Run a “strong launch” for your next project

Most teams stumble not in month six, but in minute six – the very first meeting sets patterns that can last for the life of the project.  Fisher’s work highlights how early norms around who speaks, how conflict is handled and what “good” looks like quickly harden into invisible rules.

 

This month, take one important initiative and deliberately relaunch it:

  • Start by clearly naming why this work matters and what a successful outcome would look like in vivid, concrete terms.
  • Explicitly invite different perspectives in the room and normalise disagreement as a resource, not a problem.
  • End by agreeing three ground rules for how you’ll work together (for example: “we test assumptions out loud,” “we rotate who leads check-ins”).

You’re not just kicking off a project; you’re quietly rewiring the group’s operating system.

 

Make assumptions visible in one key decision

Groups often go wrong not because of bad intent, but because everyone is operating from unspoken assumptions about customers, risks or each other’s priorities.  Fisher emphasises that effective leaders help teams “make the implicit explicit” so coordination and creativity can flourish.

 

Pick one significant decision your team needs to make this month. Before debating options, ask everyone to silently note:

  • What they believe success looks like.
  • What they see as the biggest risk.
  • One assumption they’re making about another stakeholder or team.

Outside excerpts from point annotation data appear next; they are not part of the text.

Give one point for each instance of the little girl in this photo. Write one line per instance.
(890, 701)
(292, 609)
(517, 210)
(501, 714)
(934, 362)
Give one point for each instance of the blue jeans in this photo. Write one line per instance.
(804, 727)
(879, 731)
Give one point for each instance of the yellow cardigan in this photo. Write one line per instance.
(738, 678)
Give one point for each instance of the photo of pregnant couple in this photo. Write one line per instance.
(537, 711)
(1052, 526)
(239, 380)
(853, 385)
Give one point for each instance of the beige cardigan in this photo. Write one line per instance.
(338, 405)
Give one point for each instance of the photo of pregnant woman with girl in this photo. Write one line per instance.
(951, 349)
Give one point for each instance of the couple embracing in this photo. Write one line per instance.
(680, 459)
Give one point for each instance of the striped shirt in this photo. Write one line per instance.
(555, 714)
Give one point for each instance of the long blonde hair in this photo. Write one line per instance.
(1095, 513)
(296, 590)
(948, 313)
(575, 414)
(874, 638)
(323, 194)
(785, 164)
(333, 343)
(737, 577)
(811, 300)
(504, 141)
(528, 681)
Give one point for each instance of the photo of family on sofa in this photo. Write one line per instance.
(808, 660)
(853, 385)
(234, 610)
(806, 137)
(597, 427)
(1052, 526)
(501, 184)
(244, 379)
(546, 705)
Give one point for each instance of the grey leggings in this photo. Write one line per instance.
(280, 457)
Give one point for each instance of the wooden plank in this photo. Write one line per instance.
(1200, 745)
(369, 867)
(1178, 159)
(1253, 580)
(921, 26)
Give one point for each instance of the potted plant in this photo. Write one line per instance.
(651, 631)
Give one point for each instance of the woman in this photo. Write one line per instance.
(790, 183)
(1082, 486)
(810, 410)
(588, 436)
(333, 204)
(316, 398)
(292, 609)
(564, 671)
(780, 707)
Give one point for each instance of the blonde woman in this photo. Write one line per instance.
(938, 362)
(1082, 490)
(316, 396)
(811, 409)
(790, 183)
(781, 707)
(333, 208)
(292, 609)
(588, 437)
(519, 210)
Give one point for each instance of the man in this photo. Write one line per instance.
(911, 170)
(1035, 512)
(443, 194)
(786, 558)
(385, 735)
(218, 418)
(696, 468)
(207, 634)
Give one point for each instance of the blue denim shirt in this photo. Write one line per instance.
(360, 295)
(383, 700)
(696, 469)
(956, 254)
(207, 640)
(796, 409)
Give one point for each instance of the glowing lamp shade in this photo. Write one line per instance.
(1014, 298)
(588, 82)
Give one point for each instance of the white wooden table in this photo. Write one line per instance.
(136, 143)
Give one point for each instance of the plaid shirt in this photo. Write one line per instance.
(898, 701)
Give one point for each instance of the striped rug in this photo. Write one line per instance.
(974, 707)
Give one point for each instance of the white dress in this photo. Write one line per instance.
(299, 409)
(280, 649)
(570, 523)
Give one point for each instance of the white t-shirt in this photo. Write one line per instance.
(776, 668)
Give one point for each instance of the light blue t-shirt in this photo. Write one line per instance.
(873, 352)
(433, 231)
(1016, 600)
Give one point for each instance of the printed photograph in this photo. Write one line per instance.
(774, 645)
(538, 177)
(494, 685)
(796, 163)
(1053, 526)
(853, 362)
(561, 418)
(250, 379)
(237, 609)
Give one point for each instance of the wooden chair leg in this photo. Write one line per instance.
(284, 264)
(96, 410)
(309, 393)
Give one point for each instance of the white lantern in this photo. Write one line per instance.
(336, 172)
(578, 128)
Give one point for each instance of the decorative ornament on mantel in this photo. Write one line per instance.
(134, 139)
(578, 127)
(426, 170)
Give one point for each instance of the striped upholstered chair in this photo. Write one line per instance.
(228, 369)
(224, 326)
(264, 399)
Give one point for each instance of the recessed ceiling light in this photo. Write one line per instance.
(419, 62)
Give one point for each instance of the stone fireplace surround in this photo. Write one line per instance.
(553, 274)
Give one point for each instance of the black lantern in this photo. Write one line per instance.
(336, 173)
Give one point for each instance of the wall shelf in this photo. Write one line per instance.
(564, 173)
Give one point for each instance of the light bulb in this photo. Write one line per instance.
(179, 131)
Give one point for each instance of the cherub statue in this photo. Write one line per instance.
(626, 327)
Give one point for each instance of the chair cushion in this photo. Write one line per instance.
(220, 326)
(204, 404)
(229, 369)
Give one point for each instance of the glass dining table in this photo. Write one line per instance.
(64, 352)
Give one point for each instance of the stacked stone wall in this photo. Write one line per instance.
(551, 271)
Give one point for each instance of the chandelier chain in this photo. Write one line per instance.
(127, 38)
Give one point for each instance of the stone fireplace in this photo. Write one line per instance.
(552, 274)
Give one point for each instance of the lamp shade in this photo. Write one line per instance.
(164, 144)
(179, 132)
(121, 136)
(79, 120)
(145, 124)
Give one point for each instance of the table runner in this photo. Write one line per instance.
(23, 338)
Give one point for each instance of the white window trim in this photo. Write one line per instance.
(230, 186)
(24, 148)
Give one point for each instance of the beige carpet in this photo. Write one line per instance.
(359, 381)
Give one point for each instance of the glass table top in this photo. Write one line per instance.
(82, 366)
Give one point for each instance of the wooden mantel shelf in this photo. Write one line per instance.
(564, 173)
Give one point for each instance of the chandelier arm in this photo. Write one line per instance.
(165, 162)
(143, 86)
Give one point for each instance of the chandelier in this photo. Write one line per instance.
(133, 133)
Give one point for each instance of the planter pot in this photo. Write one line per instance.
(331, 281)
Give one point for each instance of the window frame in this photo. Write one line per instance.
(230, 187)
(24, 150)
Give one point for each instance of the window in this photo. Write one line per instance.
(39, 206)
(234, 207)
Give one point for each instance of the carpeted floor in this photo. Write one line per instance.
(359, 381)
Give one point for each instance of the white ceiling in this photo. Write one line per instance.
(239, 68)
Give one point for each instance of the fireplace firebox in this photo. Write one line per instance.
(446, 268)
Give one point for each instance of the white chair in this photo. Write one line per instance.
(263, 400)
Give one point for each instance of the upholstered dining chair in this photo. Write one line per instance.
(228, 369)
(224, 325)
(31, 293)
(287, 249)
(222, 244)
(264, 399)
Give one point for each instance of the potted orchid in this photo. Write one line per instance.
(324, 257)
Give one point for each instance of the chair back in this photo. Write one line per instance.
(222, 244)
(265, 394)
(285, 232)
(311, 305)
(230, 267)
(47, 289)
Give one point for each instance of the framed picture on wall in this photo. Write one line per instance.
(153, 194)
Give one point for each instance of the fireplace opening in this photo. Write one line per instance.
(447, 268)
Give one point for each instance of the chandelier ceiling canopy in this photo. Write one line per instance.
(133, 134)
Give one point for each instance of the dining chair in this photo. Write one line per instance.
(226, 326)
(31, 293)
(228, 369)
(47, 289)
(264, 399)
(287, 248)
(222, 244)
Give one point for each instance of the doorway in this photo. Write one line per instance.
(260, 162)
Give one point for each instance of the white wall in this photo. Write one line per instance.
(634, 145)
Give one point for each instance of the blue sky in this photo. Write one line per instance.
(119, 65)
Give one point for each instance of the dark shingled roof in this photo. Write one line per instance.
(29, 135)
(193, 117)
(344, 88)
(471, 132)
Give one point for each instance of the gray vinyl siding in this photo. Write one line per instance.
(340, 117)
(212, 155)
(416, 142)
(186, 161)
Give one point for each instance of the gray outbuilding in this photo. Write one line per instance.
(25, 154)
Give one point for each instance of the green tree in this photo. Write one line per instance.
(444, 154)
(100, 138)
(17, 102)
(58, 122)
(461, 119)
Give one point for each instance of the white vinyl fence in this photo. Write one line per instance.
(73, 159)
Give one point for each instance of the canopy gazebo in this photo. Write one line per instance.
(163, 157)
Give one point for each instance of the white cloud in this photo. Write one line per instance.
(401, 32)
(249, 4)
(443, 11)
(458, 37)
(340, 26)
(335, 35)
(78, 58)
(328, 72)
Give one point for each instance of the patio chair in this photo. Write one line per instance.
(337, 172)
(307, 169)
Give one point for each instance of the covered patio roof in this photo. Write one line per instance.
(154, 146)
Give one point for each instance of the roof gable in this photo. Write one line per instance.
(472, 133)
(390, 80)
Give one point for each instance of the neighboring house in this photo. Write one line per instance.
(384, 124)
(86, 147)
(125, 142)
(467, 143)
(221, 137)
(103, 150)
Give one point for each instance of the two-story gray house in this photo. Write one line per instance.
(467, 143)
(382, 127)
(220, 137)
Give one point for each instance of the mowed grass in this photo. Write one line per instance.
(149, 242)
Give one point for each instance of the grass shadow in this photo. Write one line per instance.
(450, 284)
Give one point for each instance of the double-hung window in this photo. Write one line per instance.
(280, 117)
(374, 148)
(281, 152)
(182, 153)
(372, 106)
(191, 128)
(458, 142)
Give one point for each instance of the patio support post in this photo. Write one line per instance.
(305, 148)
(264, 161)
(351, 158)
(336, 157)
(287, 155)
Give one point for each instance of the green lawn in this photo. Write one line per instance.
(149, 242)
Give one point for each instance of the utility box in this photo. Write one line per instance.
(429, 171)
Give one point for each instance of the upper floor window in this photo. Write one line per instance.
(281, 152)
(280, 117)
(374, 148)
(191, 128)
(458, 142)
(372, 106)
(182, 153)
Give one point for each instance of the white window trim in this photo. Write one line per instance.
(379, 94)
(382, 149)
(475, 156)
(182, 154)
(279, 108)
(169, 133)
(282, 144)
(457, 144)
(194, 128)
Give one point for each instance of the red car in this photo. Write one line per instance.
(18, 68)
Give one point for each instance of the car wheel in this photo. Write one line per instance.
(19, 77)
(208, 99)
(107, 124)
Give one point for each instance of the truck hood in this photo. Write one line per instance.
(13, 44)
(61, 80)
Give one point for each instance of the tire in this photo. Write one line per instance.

Then share and discuss these in round-robin format, with you speaking last.  You’ll surface misalignment early, reduce false consensus, and often uncover better options simply by putting the team’s mental models on the table.

 

Rotate “process leadership” in your regular meetings

The Collective Edge reframes leadership as a shared function: the healthiest groups don’t rely on a single heroic leader, they share responsibility for keeping the work and the relationships on track.  One very practical way to build this muscle is to separate “content” from “process” in your meetings.

 

For the next four weekly meetings:

  • Ask a different team member each time to act as “process lead.” Their job is to: set the agenda in advance with you, kick off by checking goal clarity (“what are we actually deciding today?”), track who has spoken, and close with a short summary of decisions and open questions.
  • Your job, as formal leader, is to model restraint: contribute on content, but let the process lead manage flow, airtime and recap.

 

Over a month, you’ll see quieter voices increase, stronger ownership of decisions, and a clearer sense that “how we work together” belongs to the group, not just to you.

 

REFERENCE: Fisher, C. M. (2025). The Collective Edge.